HICAGO - Democratic presidential candidate Bill Bradley said yesterday that rival Al Gore was too timid on health care and should have continued to push for coverage for all Americans after the Clinton administration's effort to accomplish that failed.

Addressing the American Public Health Association's annual meeting, Bradley also proposed creating a new federal institute to study what makes communities healthy.

The former senator from New Jersey suggested that the vice president, who once insisted that universal health care was necessary, had backed down after listening to Washington insiders instead of the American people.
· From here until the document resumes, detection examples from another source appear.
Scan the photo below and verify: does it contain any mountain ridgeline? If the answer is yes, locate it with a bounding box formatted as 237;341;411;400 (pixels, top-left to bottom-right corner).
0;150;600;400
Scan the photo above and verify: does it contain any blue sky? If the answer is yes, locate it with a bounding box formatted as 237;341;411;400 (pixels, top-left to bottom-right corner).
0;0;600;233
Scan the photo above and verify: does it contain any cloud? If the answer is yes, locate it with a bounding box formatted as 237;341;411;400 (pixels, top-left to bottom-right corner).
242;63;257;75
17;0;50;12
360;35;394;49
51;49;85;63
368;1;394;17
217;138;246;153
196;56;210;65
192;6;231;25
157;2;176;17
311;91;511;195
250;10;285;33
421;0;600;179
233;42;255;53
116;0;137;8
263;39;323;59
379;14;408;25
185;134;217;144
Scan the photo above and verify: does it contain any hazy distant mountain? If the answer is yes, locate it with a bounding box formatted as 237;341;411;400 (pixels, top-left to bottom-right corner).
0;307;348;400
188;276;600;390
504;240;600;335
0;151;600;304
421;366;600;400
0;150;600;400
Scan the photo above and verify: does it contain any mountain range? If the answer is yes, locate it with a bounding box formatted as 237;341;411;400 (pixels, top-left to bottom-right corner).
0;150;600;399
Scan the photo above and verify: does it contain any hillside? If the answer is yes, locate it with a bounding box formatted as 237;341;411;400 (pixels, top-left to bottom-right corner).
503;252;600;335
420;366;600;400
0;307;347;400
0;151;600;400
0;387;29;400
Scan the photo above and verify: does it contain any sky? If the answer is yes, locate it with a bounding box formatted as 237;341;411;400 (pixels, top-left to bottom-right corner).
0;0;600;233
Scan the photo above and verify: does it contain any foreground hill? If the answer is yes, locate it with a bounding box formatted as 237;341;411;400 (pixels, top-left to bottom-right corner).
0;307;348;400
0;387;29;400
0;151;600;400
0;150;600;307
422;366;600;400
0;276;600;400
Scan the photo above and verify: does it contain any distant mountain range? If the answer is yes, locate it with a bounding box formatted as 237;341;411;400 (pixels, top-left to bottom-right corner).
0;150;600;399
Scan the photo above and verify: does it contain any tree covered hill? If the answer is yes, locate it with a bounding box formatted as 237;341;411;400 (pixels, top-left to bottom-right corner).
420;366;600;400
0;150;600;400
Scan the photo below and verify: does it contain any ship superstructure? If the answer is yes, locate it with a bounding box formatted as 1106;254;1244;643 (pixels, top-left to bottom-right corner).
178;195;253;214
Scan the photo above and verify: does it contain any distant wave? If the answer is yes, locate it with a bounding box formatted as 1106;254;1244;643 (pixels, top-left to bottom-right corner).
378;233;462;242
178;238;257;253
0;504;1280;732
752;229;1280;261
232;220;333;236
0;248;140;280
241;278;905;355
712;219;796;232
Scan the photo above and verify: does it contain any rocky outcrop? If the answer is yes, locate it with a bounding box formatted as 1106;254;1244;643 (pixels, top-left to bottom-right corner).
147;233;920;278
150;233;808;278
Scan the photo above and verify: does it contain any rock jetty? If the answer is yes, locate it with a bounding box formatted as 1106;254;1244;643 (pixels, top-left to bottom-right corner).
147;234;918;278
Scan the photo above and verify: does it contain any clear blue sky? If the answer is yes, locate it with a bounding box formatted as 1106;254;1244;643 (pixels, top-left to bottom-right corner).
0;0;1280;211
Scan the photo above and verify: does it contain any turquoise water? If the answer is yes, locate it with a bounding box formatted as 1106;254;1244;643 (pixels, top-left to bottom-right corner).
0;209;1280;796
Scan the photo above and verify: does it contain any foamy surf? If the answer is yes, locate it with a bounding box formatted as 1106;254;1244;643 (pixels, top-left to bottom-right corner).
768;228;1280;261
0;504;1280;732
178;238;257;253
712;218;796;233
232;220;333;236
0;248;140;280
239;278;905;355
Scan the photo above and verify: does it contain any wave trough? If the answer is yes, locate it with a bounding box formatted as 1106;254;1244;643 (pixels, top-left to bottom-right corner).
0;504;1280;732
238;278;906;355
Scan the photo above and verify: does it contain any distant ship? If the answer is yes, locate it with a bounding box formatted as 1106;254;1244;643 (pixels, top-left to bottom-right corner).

''In the case of health care, Al Gore decided it wasn't worth standing and fighting,'' Bradley said, using the ''stay and fight'' phrase that Gore has used to criticize his rival for leaving the Senate at the end of his third term in January 1997.

Bradley said Gore and President Clinton were right to push for universal health care after they took office in 1993. But he blamed special interests, Republicans, and a large national deficit for its defeat.

The improved economy and budget surplus make it a good time to try again, he said.

''The lesson Al Gore learned from the health care defeat was that big, bold things can't get done in Washington, so let's look to the small, symbolic things. But that was the wrong lesson,'' Bradley said.

Gore's spokesman, Chris Lehane, said Bradley was acting like a ''typical politician.''

Gore has proposed insuring all children by 2005 by giving states more money to provide coverage. Families with incomes above a certain level could buy into the state program.

Bradley would give subsidies to the poor to buy into private insurance or opt into an expanded federal system. He also would require parents to insure their newborns.

Meanwhile, Bradley proposed a new Institute of Community-based Public Health Sciences at the National Institutes of Health to determine what makes communities healthy and how to implement changes.